Some teens will now have their Facebook and Instagram accounts defaulted to a setting that blocks strangers from sending direct messages, Meta announced on Thursday.

This default setting is designed to stop teens under 16 (“or under 18 in certain countries”) from receiving “unwanted contact,” Meta said. In addition to restricting “adults over the age of 19 from messaging teens who don’t follow them” on Instagram, the new policy also blocks teens from receiving direct messages from other teens they do not follow. On Facebook, it restricts any accounts from contacting teens on Messenger who appear neither on their Facebook friends list or in their phone’s contacts.

This change comes after a whistleblower, Arturo Bejar—a senior engineer who formerly led online security, safety, and protection efforts at Meta—told Congress last November that he returned to work for Meta as a consultant after discovering that his 14-year-old child and her friends “repeatedly faced unwanted sexual advances, misogyny, and harassment” on Instagram. According to Bejar, his subsequent research documented “staggering levels of abuse” targeting young users, with at least 13 percent of users aged 13–15 reporting that they received unwanted sexual advances in a single week.

Any teens currently on Instagram will receive a notification “at the top of their feed” alerting them to the change in their settings. Teens can then change this default setting, but any teens currently using “supervised accounts” must get a parent’s permission to do so. And more changes will be coming “later this year,” Meta said, when the company is “planning to launch a new feature designed to help protect teens from seeing unwanted and potentially inappropriate images in their messages from people they’re already connected to, and to discourage them from sending these types of images themselves.”

Meta’s policy change also comes after the company announced other changes earlier this year that block teens from seeing sensitive content. But “radically” improving the experience of teens on Meta platforms must be done “without eliminating the joy and value that they otherwise get from using such services,” Bejar said.

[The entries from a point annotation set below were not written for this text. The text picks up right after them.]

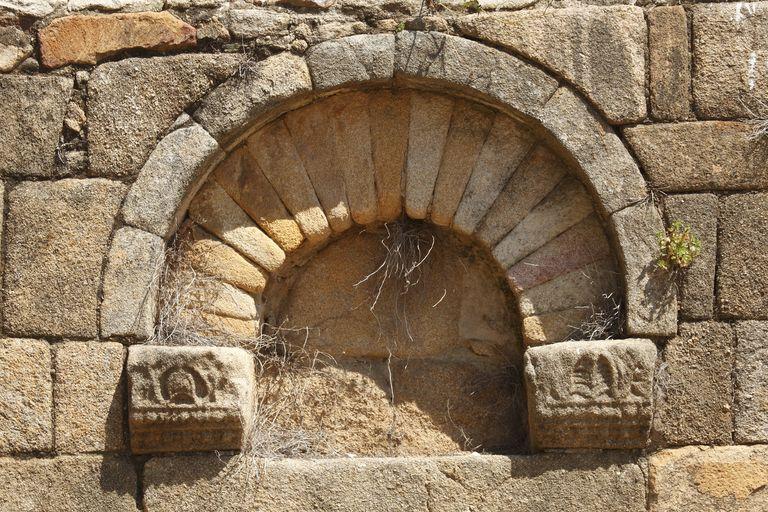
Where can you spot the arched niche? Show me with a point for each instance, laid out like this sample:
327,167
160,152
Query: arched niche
430,127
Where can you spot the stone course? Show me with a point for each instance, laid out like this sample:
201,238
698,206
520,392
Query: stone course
26,393
89,397
743,267
750,374
57,238
600,482
695,393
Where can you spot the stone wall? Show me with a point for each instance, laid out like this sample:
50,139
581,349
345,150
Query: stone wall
124,120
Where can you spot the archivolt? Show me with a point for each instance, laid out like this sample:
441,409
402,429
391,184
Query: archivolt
291,176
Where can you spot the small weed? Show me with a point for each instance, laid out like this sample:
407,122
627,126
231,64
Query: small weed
678,247
472,6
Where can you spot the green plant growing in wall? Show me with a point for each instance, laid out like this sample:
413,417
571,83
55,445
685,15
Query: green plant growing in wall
678,247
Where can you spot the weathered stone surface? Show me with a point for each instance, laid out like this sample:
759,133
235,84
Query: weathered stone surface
461,64
590,394
68,484
57,238
700,156
567,205
470,125
90,39
751,375
244,181
428,132
128,113
581,288
583,244
729,77
215,211
390,114
742,274
35,8
116,5
276,155
228,110
159,197
33,111
505,148
727,479
603,161
553,327
352,60
651,299
315,140
534,179
209,256
695,389
89,397
670,64
601,50
599,482
14,47
130,286
189,398
697,289
26,422
352,133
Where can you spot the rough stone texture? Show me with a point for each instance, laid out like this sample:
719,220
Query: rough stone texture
228,110
470,125
670,64
601,50
215,211
693,479
161,194
590,394
244,181
728,60
428,132
89,397
14,48
534,179
505,148
352,133
697,289
743,268
584,243
352,60
651,301
582,288
33,111
695,389
751,375
461,64
700,156
567,205
189,398
90,39
601,158
315,140
78,483
557,482
211,257
57,238
131,103
131,280
390,113
276,155
26,422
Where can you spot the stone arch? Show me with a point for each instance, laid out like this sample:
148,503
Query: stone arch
241,107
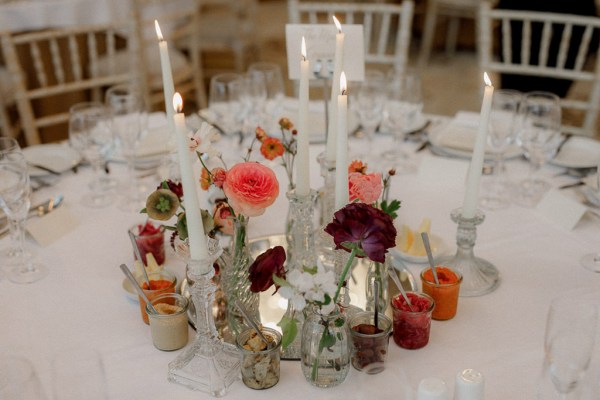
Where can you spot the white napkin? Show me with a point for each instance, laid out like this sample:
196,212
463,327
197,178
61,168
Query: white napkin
52,226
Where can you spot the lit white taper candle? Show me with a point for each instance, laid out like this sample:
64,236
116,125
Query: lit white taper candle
167,75
341,161
302,164
338,65
196,236
474,174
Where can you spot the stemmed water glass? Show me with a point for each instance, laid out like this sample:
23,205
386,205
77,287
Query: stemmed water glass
539,136
403,111
568,345
91,136
368,104
15,192
502,132
128,122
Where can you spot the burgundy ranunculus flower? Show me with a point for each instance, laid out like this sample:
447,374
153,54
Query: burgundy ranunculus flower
262,269
365,226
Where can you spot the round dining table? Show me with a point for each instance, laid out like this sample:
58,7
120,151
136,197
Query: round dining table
81,307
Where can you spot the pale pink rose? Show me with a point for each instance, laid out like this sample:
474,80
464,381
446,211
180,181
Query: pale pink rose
223,218
219,176
250,187
366,188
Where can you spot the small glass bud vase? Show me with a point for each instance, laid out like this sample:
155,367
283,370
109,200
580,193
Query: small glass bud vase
207,365
479,276
301,253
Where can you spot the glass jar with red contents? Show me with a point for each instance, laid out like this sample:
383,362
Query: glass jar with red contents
412,325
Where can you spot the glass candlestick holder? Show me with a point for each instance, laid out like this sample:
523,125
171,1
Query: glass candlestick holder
479,276
207,364
301,253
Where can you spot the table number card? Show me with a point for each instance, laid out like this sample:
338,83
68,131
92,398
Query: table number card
320,48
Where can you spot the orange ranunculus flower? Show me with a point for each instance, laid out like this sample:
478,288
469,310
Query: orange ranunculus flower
272,148
357,166
205,179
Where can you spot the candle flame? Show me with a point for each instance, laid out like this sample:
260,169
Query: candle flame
177,102
303,49
343,84
158,32
486,79
337,24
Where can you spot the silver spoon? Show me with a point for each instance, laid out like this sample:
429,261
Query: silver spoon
394,277
376,294
430,256
136,249
137,287
252,322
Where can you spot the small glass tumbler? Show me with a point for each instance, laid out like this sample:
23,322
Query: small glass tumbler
369,344
169,328
445,294
411,328
260,363
149,239
160,283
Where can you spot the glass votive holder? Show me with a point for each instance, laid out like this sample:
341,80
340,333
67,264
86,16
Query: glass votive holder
369,344
260,363
445,294
149,238
161,282
169,328
411,327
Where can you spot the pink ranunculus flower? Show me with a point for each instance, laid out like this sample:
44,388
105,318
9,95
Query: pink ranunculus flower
366,188
219,176
251,188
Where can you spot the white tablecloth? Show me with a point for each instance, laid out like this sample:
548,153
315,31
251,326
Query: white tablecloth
81,304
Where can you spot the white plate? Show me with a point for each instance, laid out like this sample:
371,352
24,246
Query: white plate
438,247
456,140
578,152
57,157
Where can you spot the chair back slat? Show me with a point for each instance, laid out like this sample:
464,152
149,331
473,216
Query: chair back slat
564,42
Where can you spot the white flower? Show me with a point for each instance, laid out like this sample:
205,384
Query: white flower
202,139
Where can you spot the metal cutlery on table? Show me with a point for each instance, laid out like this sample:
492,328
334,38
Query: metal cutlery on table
37,210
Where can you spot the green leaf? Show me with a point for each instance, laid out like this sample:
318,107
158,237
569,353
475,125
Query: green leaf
279,281
289,327
391,207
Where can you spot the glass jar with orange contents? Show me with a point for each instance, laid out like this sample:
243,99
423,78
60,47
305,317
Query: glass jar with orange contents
160,283
445,294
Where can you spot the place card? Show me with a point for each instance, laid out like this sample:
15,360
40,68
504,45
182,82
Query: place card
52,226
320,48
562,210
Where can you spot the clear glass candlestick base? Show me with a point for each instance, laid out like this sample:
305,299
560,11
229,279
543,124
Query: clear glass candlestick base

Efforts by federal and state governments to pass laws imposing similar restrictions on social media platforms to protect the mental health of teens have been met with resistance. Last August, more than 90 organizations opposed the Kids Online Safety Act, a bill introduced in the US Senate, concerned that platforms imposing “broad content filtering to limit minors’ access to certain online content” could impact what content everyone sees online.

This month, a teenager named Hannah Zoulek sued Utah in an attempt to block the enforcement of a social media law imposing restrictions on teen users. Her complaint alleged that the law was flawed in many ways. Perhaps most significantly, by subjecting teens’ accounts to parental surveillance, it could allegedly censor teens’ speech. And by preventing direct messaging between any “account held by a Utah minor” and “any other user that is not linked to the account through friending,” the state’s law could hinder “minors’ ability to find support and make connections with people outside their existing circle, a key feature of social media—particularly for vulnerable youth.” It’s likely that Zoulek and co-plaintiffs would see the same flaws in Meta’s recent policy updates.

So what should Meta be doing? Bejar’s recommendations for Meta went beyond updating policies in response to limited Facebook and Instagram data. He told Congress that identifying the best approaches to harm reduction for teens on Meta platforms required Meta to meticulously and transparently gather teen user experience data to find out how teens are being harmed over time and whether current tools were preventing harm. With this data, Meta can measure the effectiveness of solutions like the policy change announced today and detect when new problems that require new solutions arise.

In Zoulek’s complaint, plaintiffs suing Utah suggested that Meta’s policy of providing parental supervision tools that enable parents to restrict their kids’ social media accounts is at least preferable to Utah making those decisions for all families in the state.